1913  war der Inhaber Osias Rosenrauch, 1918 seine Ehefrau Sara Rosenrauch, 1921 war es Adolf Rosenrauch. Hinter dem Namen Adolf verbirgt sich der Name Abraham. Ab 1922 wurde die Firma mit dem Namen Abraham Rosenrauch geführt. Im Jahr 1939 war das Geschäft in der Kniprodestraße 114.  Vermutlich mussten sie aufgrund der immer stärker werdenden repressiven, antijüdischen Politik einen kleineren Laden mieten. 

Die Familie Rosenrauch wohnte von 1925 – 1927 in der Dolziger Straße 18. Im Jahr 1928 zogen sie in die Ebertystraße 53. Hier lebten sie bis 1932. 1932 zog die Familie an ihren letzten frei gewählten Wohnort, die Schneidemühler Straße 6, heute Heinz-Bartsch-Straße 5, in die Parterrewohnung rechts. Das Haus wurde 1926-1927 nach Entwürfen von Bruno Taut erbaut. Im Jahr 1937 wohnte die Familie jedoch bis zu ihrer Deportation in der Braunsberger Straße 42. Dort wohnte auch der Bruder Markus Rosenrauch. Am 29. Oktober 1941 wurde die Familie mit dem III. Transport von Berlin in das Ghetto Litzmannstadt / Lodz deportiert. Lodz war nach dem Warschauer Ghetto das größte jüdische Ghetto mit ca. 70.000 Menschen. Die Menschen mussten Zwangsarbeit leisten, meist für kriegsnotwendige Dinge wie Soldatenuniformen, Stiefel, Waffen und Munition. So vermutlich auch die Familie Rosenrauch. Viele Menschen im Ghetto hofften aus diesem Grund, überleben zu können. Am 4. Mai 1942 wurde Abraham Rosenrauch mit seiner Familie von Lodz in das Vernichtungslager Kulmhof / Chelmno deportiert und dort am gleichen Tag in Gaswagen ermordet.

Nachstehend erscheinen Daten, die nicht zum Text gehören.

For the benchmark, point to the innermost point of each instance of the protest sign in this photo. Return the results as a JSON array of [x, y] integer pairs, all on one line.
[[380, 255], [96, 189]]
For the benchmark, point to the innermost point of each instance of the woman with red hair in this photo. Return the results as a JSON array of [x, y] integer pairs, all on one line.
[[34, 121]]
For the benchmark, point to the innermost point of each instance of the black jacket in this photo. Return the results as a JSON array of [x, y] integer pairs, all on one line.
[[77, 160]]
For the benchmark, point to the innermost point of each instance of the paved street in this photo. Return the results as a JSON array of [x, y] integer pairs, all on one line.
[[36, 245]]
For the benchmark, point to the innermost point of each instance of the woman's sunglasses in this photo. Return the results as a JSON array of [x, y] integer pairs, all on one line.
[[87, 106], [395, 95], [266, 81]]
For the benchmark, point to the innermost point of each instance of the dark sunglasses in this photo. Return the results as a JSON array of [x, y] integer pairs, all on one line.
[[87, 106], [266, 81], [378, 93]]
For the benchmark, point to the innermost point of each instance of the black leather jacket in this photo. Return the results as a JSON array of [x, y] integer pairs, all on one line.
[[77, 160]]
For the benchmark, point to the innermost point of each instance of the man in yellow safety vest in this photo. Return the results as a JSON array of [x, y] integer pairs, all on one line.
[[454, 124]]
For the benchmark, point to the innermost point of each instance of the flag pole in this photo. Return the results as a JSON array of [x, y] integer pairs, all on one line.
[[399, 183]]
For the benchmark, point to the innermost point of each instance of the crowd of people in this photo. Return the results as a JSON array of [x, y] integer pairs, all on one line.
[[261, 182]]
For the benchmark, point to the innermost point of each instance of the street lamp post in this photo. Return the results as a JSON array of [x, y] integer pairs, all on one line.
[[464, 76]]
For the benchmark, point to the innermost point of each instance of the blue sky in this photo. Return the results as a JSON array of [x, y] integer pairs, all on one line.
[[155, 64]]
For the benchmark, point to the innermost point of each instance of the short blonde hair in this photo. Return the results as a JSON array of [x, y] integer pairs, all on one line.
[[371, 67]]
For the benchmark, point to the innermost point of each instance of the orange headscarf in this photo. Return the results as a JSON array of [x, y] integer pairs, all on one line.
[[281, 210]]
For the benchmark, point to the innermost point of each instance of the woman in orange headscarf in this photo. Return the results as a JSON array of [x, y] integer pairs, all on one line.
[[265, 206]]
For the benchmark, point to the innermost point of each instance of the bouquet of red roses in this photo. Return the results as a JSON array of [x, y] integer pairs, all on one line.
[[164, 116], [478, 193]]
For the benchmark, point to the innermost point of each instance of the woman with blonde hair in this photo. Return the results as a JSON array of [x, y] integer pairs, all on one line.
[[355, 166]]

Kulmhof war vom Dezember 1941 bis März 1943 als Vernichtungsstätte genutzt worden und wurde im März 1943 geräumt und erst 1944, als man das Ghetto Litzmannstadt/Lodz aufgelöst hatte, wieder „in Betrieb genommen.“

Abraham Rosenrauch wurde im Alter von 52 ermordet.

Weitere Angehörige der Familie, die ermordet wurden, waren Markus und Zallel

Rosenrauch, beides Brüder von Abraham Rosenrauch.

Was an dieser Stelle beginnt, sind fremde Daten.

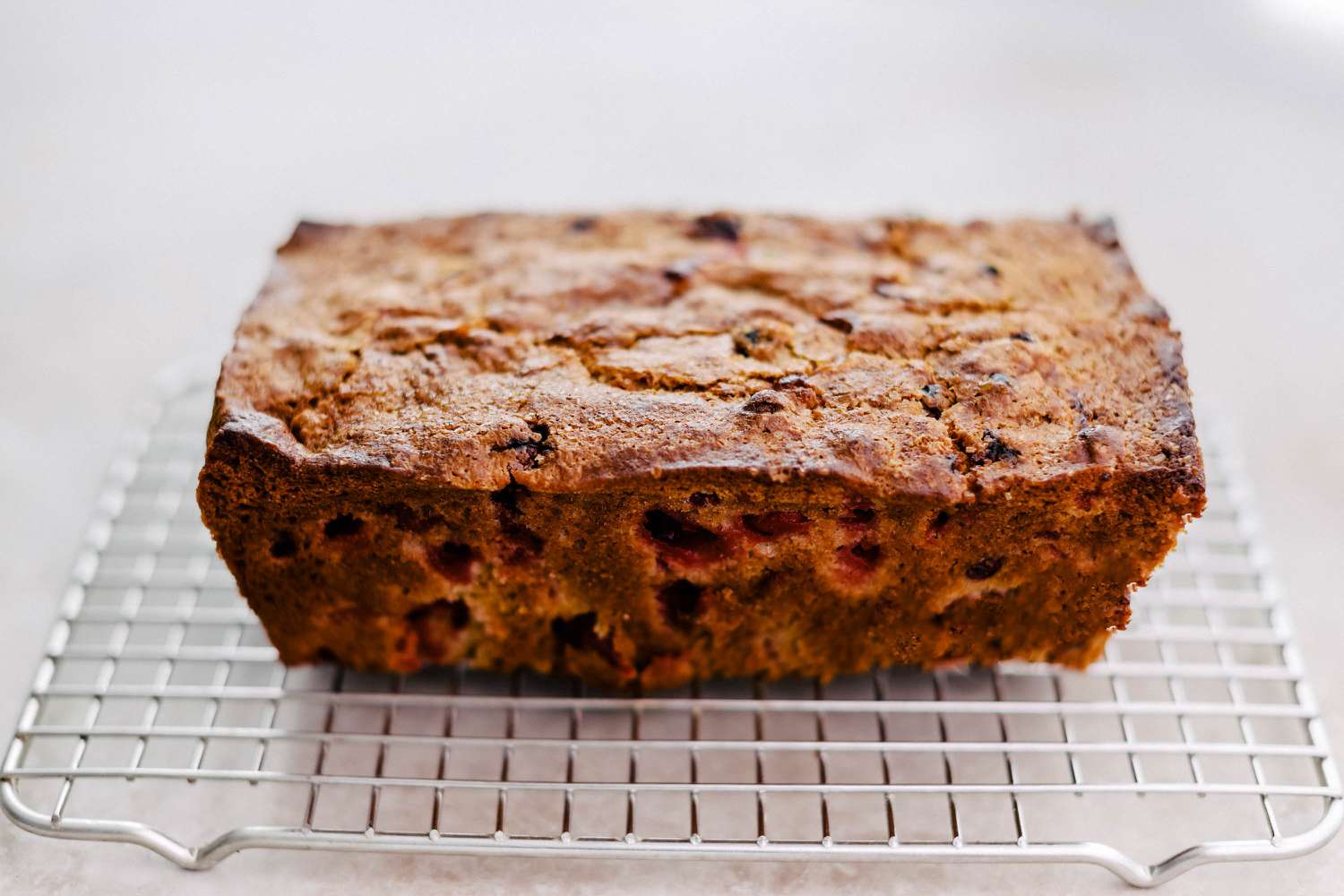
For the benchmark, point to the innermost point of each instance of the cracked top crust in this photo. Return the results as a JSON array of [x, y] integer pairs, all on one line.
[[564, 352]]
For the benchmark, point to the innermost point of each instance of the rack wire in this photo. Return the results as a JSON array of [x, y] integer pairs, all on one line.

Sara Rosenrauch starb am 3. November 1939 und Osias Rosenrauch starb am 4. Dezember 1941. Sie sind auf dem Jüdischen Friedhof Weißensee beerdigt. 

Das Grab von Osias Rosenrauch befindet sich im Gräberfeld B4, in der Reihe 4, ohne Grabplatte.

Das Grab von Sara Rosenrauch, geb. Rubinstein, befindet sich im Gräberfeld G7, in der Reihe 19, ohne Grabplatte.